Thursday, July 14, 2005

When I was younger...

Sheer Genius

As children, we all played our little games, and even when things were bad, we found little spots of sunshine to warm our toes in. We ran fast, and played in the grass, breathing hard (sometimes coughing up a lifetime's worth of our parent's smoke), and laughing until we couldn't breathe.

Then we got a little older, and realized that our friends could be so much more and so much less to us. When we were on the down, amber liquid courage would pick up our hearts and make us stronger, and green weeds would make our pain dull.

We got older still, and we thought we knew enough that we could tell each other what we thought. We thought we knew enough that we could be right, and that we could make things right. We were wrong.

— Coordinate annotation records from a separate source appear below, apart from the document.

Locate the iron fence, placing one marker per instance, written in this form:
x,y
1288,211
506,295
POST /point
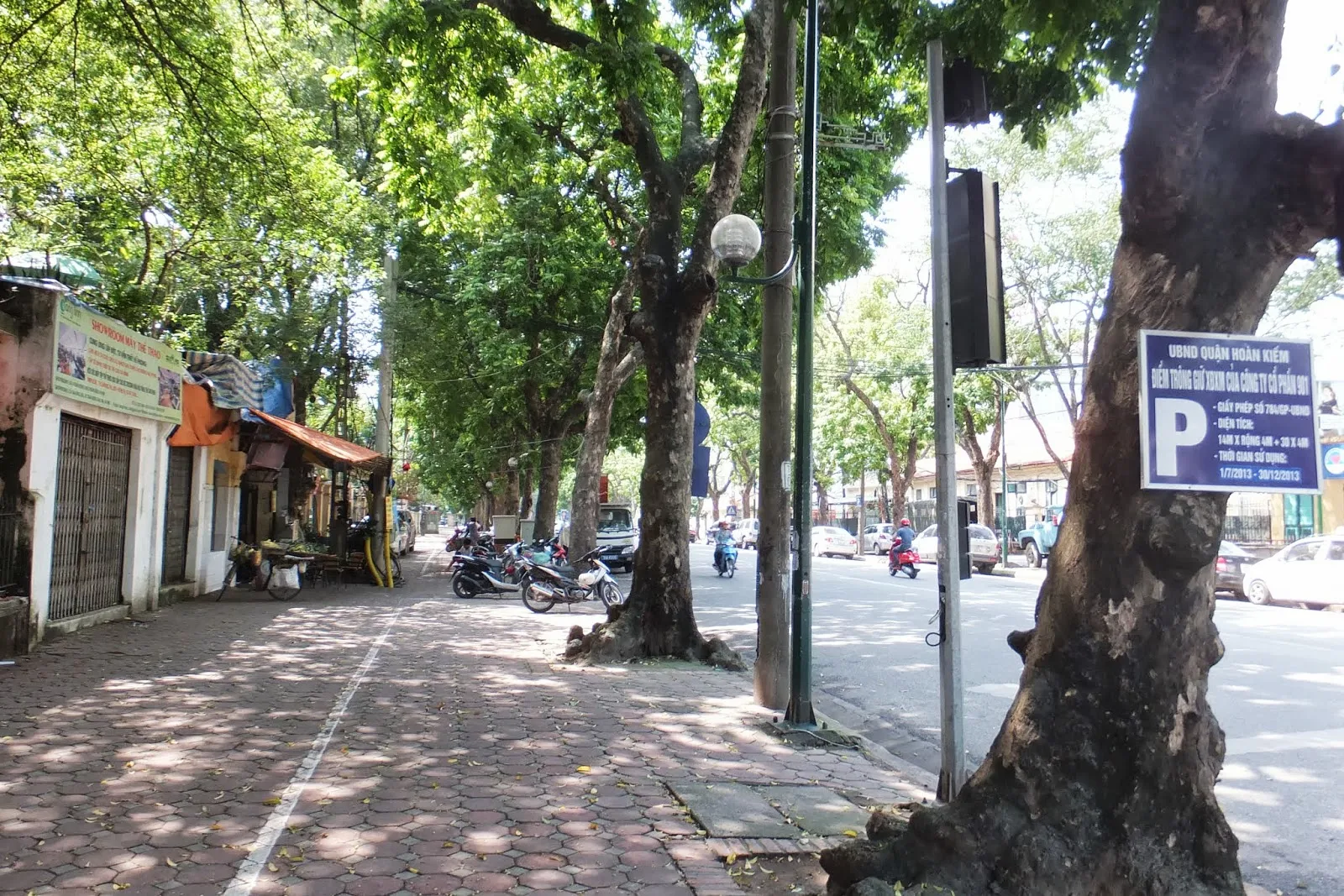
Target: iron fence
x,y
13,547
1249,530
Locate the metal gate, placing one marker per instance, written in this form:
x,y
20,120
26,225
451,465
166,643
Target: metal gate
x,y
178,515
91,532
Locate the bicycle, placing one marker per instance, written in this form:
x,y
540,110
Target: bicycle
x,y
241,569
286,591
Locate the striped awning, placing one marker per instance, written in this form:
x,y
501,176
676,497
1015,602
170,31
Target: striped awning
x,y
232,382
326,448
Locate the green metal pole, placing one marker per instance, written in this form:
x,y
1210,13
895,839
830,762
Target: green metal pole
x,y
800,665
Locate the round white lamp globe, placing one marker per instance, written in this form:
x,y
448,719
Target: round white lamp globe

By the time our bones stopped growing, we sat there, wondering where all the sunshine had gone, replaced by mugs of booze and the acrid clouds of cigarette smoke.

The sunshine was still there, it was the childhood that was gone.

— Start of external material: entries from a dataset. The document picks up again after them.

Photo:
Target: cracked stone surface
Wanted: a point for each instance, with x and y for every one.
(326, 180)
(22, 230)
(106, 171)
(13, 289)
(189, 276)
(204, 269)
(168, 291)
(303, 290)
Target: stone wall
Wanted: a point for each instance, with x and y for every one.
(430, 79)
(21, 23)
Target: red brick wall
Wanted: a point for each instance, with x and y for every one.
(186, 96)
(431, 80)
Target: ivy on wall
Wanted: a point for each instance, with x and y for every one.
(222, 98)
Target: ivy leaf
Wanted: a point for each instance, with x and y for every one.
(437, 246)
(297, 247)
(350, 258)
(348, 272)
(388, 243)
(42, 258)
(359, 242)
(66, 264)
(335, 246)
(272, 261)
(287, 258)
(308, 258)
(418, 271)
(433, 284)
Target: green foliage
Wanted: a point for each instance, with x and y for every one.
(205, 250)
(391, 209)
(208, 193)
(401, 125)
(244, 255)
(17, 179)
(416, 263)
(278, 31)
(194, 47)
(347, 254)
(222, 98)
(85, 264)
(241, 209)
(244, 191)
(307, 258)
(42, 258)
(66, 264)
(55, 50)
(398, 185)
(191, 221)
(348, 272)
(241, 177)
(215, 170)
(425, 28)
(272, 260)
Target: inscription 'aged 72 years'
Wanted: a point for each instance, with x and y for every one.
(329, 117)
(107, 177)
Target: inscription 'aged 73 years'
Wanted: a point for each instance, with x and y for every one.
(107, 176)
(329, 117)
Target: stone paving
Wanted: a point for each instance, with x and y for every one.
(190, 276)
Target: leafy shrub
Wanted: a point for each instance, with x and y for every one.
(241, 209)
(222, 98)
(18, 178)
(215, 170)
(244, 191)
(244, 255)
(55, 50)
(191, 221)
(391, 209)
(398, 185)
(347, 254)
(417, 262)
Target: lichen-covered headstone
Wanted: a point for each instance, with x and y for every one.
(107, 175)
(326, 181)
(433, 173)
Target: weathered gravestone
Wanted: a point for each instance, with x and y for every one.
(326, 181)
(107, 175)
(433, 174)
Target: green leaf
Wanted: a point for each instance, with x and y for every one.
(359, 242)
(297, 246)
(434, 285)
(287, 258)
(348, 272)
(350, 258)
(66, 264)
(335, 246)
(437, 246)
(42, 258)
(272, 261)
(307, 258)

So now, humbled and aging, we walk through the grass, our legs no longer able to run, and our lungs to dry and hard to laugh. But we still warm our toes in the sunlight, as small as the spots have gotten. We sit, and we talk of times long ago, when we used to run through the grass, and laugh.

And then, with children of our own, we leave the green fields and the past behind. Breathing hard, we push into the future.

2 comments:

apples said...

I've noticed I've started talking like a grown up. Don't want to go swimming in the rain just because it's cold. Don't want to kick a ball around all day. Don't want to eat ice cream 24/7.

I feel old...

Geoff said...

Old man. That's what they called me. There's nothing wrong with feeling old, but for the going out of style.

We're all old in a way. Whether it be through experience we gain through living, or experience we gain beyond living, we're all old.